Either way, Canadians should be offended. If Mr. Layton wants to convince Canadians that the NDP is a truly mainstream party, he must strike Bev Collins from his candidate list.
Kelly McParland is an idiot. There is a growing number of intelligent and well educated people who are questioning the official explanation of the comedy of errors, believing that to be the tinfoil hat in the room.
Obviously he either didn't read Ms Hughes' article, because she never suggests that legions of Jews knew of the attacks, only that the Israeli intelligence agency had warned the U.S. several weeks before the attack; or he has a problem with comprehension. Not a good trait for a journalist.
Or maybe he just paraphrased Peter Kent (before picking up his pay cheque? I'm just saying. Conservative Lee Richardson is a saint for suggesting that all crime is committed by immigrants, but a journalist is discredited for reporting alternative theories to 9/11).
She did offer an explanation, but really didn't need to. I read her article and she did nothing wrong. If we condemn every reporter for presenting things we don't want to hear, why bother having an independant media at all.
Lesley Hughes responds
October 1st 2008
By Lesley Hughes
Six years ago, I wrote a column which examined evidence that the U.S. occupation of Afghanistan may have been motivated by the drive for oil and drug profits.

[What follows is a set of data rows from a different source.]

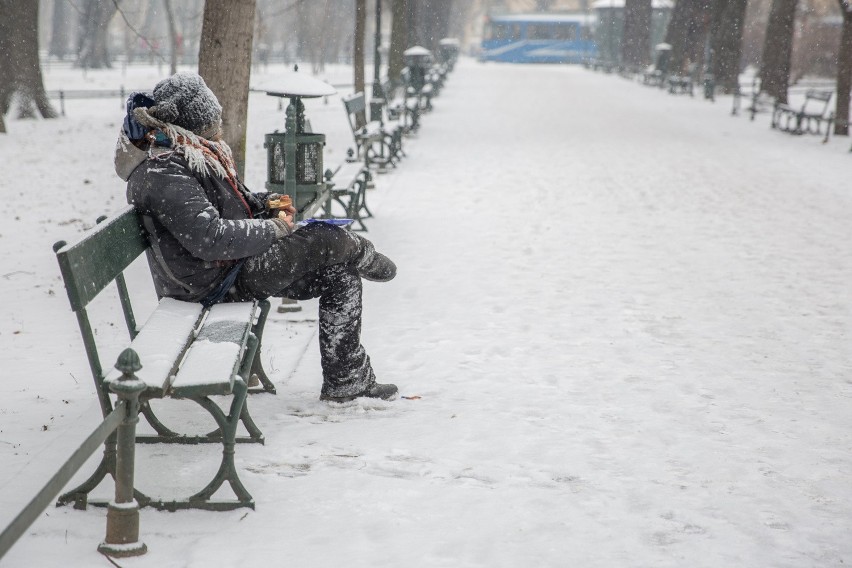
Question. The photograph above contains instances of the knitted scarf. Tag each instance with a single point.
(202, 155)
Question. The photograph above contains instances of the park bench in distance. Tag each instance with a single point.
(810, 118)
(373, 143)
(349, 190)
(683, 84)
(187, 352)
(758, 101)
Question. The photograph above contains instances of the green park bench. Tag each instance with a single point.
(684, 84)
(348, 183)
(187, 353)
(813, 117)
(374, 143)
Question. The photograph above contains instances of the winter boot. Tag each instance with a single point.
(375, 266)
(384, 392)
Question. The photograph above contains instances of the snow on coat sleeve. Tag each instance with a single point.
(168, 192)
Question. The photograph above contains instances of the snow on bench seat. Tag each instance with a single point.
(213, 359)
(161, 342)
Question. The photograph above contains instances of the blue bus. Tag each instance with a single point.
(539, 38)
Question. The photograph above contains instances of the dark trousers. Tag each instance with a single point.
(319, 261)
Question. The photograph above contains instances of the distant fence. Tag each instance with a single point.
(66, 94)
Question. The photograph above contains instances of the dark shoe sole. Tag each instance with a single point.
(339, 399)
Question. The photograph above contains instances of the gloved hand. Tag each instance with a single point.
(132, 128)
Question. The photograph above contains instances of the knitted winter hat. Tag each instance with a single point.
(185, 100)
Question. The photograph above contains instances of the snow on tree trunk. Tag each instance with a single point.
(224, 61)
(358, 47)
(726, 43)
(399, 38)
(94, 22)
(686, 33)
(844, 71)
(59, 30)
(173, 36)
(20, 67)
(636, 37)
(778, 49)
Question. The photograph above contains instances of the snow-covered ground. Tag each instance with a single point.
(626, 316)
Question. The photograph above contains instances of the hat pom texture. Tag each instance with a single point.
(185, 100)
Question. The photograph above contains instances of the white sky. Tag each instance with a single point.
(627, 315)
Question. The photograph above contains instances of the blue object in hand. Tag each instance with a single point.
(133, 129)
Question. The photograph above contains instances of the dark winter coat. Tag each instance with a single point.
(201, 225)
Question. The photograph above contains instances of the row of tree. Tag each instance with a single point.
(709, 34)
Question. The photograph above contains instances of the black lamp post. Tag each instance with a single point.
(294, 157)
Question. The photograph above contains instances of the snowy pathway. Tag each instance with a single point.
(627, 316)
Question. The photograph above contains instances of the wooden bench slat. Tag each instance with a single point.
(161, 343)
(93, 262)
(213, 359)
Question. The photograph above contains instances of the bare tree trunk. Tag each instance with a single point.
(173, 40)
(358, 46)
(636, 38)
(6, 46)
(844, 71)
(22, 73)
(687, 33)
(778, 49)
(224, 60)
(399, 38)
(94, 20)
(59, 30)
(726, 44)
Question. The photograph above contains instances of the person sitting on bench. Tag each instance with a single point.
(214, 240)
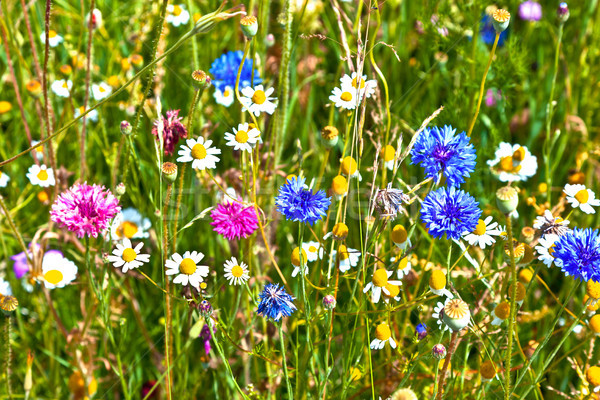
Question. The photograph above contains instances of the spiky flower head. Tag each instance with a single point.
(85, 210)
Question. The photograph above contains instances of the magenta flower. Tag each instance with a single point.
(234, 221)
(173, 130)
(85, 210)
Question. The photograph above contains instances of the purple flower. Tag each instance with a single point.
(234, 221)
(173, 130)
(85, 210)
(530, 11)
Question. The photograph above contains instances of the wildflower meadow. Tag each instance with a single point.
(299, 199)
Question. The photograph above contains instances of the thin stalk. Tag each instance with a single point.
(481, 88)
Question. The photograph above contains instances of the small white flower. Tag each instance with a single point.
(484, 233)
(258, 100)
(101, 90)
(54, 39)
(513, 162)
(62, 88)
(582, 197)
(199, 152)
(545, 249)
(41, 175)
(345, 97)
(128, 257)
(130, 224)
(4, 179)
(186, 269)
(367, 87)
(177, 15)
(225, 97)
(243, 138)
(57, 271)
(235, 273)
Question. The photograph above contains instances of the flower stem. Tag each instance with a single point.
(481, 88)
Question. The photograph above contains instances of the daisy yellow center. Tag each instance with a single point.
(199, 151)
(259, 97)
(582, 196)
(127, 229)
(346, 96)
(380, 277)
(355, 83)
(382, 332)
(42, 175)
(480, 228)
(241, 137)
(53, 276)
(237, 271)
(129, 255)
(187, 266)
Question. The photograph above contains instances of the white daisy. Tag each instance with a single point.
(177, 15)
(582, 197)
(344, 97)
(128, 257)
(380, 283)
(367, 87)
(187, 269)
(513, 162)
(243, 138)
(130, 224)
(484, 233)
(225, 97)
(41, 175)
(57, 271)
(4, 179)
(236, 273)
(545, 249)
(258, 100)
(383, 334)
(313, 250)
(101, 91)
(199, 152)
(54, 39)
(62, 87)
(91, 116)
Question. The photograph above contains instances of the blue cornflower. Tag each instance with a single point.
(451, 212)
(442, 151)
(275, 302)
(224, 71)
(577, 253)
(488, 33)
(300, 204)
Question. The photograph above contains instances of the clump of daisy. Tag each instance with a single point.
(450, 212)
(200, 153)
(275, 302)
(233, 220)
(85, 210)
(236, 273)
(127, 257)
(444, 154)
(186, 269)
(172, 130)
(298, 203)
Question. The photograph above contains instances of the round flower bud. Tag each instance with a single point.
(456, 314)
(169, 171)
(439, 351)
(126, 128)
(249, 25)
(500, 20)
(329, 136)
(507, 199)
(329, 302)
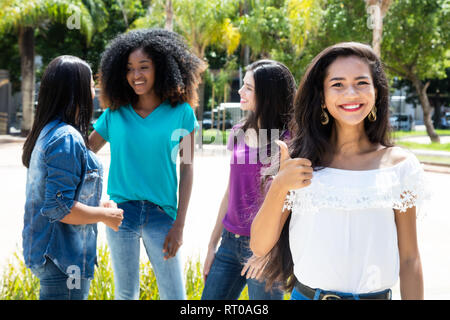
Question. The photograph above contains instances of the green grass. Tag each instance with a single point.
(19, 283)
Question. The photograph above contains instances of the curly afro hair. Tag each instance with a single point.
(177, 69)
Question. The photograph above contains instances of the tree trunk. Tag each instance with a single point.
(426, 107)
(377, 22)
(26, 47)
(169, 16)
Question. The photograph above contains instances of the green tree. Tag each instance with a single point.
(416, 46)
(23, 18)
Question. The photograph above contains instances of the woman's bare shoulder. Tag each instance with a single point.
(394, 155)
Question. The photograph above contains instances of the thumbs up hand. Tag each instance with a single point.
(294, 173)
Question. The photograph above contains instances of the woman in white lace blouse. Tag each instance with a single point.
(339, 219)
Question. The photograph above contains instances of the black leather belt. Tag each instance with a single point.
(310, 293)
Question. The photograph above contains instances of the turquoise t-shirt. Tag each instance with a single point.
(144, 152)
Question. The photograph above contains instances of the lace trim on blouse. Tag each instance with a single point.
(406, 190)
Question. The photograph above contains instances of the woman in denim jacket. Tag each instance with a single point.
(64, 184)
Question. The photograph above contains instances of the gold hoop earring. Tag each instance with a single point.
(373, 114)
(324, 119)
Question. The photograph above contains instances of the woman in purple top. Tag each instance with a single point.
(267, 94)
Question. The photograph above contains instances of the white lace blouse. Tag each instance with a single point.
(342, 231)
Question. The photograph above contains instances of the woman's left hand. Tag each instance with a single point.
(173, 242)
(255, 266)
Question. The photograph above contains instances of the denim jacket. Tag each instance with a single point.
(62, 170)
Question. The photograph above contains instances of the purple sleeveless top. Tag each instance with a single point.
(245, 196)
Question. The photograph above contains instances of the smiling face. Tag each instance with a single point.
(349, 91)
(247, 92)
(140, 72)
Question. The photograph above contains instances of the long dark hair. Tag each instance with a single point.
(275, 91)
(65, 89)
(177, 69)
(312, 140)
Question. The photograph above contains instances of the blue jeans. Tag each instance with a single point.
(224, 281)
(56, 285)
(146, 220)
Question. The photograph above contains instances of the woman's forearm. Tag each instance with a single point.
(411, 280)
(218, 227)
(269, 221)
(185, 190)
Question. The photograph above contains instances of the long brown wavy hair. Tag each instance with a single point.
(312, 140)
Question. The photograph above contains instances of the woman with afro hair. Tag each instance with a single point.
(149, 79)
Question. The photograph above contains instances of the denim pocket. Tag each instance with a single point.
(89, 191)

As background, I reported that the intelligence agencies of Germany, Israel and Russia all warned the CIA that the attacks of Sept. 11 were coming, a fact also reported in the London Telegraph, the Jerusalem Post, and on Fox News. I noted that the U.S. disregarded the warnings, but Israeli businesses took them seriously, and (sensibly) vacated the Twin Towers.
The Canadian Jewish Congress seems to have assumed that I am one of those who subscribe to a bizarre conspiracy theory that the world’s Jews were responsible for 9-11, a ludicrous idea I have never supported.
As a result of the Congress’s assumption, I have been slandered as an odious anti-Semite, a claim accepted by the prime minister, by the leader of the opposition, and the nation’s media. I have also been labelled an extremist nutbar who has promoted, rather than investigated, the possibility that 9-11 was an inside job. As a result, the voters of Kildonan-St. Paul have no Liberal candidate, and a narrower debate before electing their MP.
One hopes journalists will be asking two questions: 1) Who benefits from this hysteria? 2) Is it still possible for journalists to do the work of journalism, which is to “challenge the official story” in an atmosphere of fear and ridicule?
I have a third question. Will Kelly McParland or Dan Lett ever grow a pair?
The so-called "Jewish groups" are nothing more than fronts for political Zionism and the terrorist state of Isr-el.